Litvak's lighter Toyota flipped into the air, after the impact, and ended up on its side in the middle of traffic on the heavily used southbound side of the roadway.
Near busy mall
It is amazing that no one else was injured in the accident as Litvak was headed south to pick up her 96-year-old father following a doctor's appointment at the Lahey Clinic also located near the heavily used mall.
The same hospital called the family to let them know of the accident and Frida's death, the Globe noted.
Galina Litvak, who lived with her sister, mother and father in the same Framingham apartment complex, told Peter Shworm, reporter for the Globe and Boston.com, that she knew something was wrong. “I knew something was wrong even before they (the hospital) called,” Galina said, “because she was never late to pick him (her father) up.”
Hopes for capture
Galina told the Globe/Boston.com, the she hoped they (the State Police) would track the two men in the pickup that started the chain of events. “You have to think before you do something,” she told the Globe reporter emphatically in an interview. “A lot of people (here) drive like they are the only person on the road.”

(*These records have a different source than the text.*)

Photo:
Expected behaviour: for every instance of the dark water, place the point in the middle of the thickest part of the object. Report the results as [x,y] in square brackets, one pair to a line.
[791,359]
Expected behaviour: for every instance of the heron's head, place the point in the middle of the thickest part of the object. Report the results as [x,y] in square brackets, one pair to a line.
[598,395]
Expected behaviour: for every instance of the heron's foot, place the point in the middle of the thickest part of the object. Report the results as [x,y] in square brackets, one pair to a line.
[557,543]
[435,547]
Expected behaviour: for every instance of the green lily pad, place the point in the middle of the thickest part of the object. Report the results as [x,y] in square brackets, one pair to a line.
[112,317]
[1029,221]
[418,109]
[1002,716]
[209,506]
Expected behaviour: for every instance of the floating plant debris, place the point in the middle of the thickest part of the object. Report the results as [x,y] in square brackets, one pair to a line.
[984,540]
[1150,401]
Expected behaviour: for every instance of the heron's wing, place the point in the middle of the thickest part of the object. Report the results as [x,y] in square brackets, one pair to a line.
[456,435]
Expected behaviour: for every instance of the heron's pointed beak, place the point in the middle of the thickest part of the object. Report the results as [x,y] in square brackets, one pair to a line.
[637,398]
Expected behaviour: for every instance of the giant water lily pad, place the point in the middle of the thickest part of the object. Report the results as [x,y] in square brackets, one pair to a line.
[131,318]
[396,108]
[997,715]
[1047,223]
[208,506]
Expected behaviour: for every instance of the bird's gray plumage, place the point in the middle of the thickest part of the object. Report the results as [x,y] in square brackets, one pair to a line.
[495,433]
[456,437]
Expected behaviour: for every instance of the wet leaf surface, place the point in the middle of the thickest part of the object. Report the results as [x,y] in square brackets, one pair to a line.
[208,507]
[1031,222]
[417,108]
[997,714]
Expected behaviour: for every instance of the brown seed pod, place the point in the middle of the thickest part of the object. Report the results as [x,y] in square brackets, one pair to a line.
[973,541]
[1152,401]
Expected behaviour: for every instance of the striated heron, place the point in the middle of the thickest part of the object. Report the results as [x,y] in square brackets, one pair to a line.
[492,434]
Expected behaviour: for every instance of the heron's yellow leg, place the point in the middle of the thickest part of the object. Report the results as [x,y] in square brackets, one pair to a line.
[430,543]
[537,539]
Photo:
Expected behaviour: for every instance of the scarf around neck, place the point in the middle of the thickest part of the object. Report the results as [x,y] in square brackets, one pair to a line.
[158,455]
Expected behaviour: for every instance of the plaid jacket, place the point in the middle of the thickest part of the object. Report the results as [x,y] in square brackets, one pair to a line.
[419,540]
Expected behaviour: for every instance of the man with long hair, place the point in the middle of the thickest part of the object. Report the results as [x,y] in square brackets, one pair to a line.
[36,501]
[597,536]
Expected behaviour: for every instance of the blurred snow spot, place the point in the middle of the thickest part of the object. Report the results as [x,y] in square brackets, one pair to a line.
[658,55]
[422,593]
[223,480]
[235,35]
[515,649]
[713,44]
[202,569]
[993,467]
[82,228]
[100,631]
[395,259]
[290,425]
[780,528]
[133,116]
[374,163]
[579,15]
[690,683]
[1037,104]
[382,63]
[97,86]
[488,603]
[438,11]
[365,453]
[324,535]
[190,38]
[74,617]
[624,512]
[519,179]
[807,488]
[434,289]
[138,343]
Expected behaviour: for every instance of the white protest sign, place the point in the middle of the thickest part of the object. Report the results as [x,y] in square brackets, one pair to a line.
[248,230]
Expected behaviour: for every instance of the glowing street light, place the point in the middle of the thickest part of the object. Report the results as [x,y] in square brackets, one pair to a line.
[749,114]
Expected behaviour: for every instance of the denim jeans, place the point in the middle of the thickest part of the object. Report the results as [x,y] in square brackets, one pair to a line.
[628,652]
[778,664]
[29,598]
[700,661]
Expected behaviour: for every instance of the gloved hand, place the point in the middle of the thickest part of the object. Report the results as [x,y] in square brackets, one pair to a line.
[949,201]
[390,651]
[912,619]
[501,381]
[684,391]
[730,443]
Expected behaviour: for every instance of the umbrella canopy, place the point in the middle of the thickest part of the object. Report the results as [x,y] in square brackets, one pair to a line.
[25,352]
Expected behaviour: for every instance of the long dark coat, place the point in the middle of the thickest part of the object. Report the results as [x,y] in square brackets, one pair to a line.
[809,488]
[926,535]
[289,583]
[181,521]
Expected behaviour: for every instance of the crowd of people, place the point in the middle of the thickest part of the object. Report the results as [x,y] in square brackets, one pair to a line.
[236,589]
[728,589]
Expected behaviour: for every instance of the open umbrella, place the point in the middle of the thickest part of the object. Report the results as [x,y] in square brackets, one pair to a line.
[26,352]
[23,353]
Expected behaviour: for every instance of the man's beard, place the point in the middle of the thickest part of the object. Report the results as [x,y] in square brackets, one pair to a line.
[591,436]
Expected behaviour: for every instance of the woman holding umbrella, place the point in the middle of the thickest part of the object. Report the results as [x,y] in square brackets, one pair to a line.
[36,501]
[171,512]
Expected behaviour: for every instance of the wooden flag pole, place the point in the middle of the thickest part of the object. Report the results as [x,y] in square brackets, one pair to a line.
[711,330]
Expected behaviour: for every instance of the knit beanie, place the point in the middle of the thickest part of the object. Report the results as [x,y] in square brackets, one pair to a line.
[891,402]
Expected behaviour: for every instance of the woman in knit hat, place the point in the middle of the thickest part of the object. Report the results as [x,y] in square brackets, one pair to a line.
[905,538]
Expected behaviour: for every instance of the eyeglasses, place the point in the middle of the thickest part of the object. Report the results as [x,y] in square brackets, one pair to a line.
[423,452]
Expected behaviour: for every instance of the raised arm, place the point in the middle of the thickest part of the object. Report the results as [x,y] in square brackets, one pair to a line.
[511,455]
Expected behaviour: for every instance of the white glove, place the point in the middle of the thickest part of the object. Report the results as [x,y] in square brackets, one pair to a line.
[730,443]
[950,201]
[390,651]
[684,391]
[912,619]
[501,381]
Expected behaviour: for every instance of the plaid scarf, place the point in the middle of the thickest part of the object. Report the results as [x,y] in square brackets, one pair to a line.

(There's a strictly enforced Massachusetts load statute that carries a rather stiff fine of about $500 for an unsecured load in a rear dump bed. When it was first proposed and passed about 20 years ago, truck owners predicted it would be the end of trucking in Massachusetts. However, the owners were wrong because the complied with the law as it was applied fairly across the board. It was passed after several rather nasty incidents during the “Big Dig,” where gravel or large rocks fell from dump beds on Class 7 to Class 9 pickups, causing several serious injuries among the general driving population. The law has served its purpose. – Author. The author of this piece has been covering the Boston automotive scene for various papers and online outlets for more than 40 years.)
Galina was told, by the State Police, that the mattress that ended up on the roadway was one of several piled in the pickup box.
The Massachusetts State Police today, said the Boston Globe/Boston.com, is looking for a large dump truck with a white cab and black webbing or a tarp on the back. The truck bed is believed to be dark with wood on the sides and two men on-board. Procopio told the Globe they have many leads that they are following up.
Frida and Galina lived in the same apartment complex as their parents for whom Frida cared. Frida read regularly to her father after he lost his sight. “She was his eyes, arms and his ears,” Galina told The Boston Globe's Shworm during an interview at her parents' apartment. Nearby, sat Galina's fretting mother, wringing her hands, a family friend comforting her, as her husband just shook his head.
Loss will be felt
Frida's loss will be felt in the Russian emigres community. Metrowest has one of the largest Russian communities in this area.
A giving person, Frida, who began her career in the Ukraine as a construction engineer and after arriving here 14 years ago found that she could unsnarl the most knotted problems. As she worked with community members, Frida learned about the forms needed. She also liked helping the community so she went back to school and obtained her Master's Degree in Social Welfare from Cambridge College so she could counsel former Russians in the ways of their new home. To Frida, it was all good because she “loved helping people,” Galina told The Globe.
When it occurred
Frida worked at Elliot Community Human Services in recent years. She had left a bit early yesterday to pick up her elderly father at a doctor's appointment.
Well-liked where she lived, neighbors had kind words for Frida Litvak, where she was described as a friendly woman who went out of her way to help others. Liso Porto, one of the neighbors interviewed by The Globe/Boston.com, said she felt “...bad because she was a nice lady.” Another neighbor, Marta Risman, said, “I'm so sorry...remembering how good she was to her father...she was a very good person.”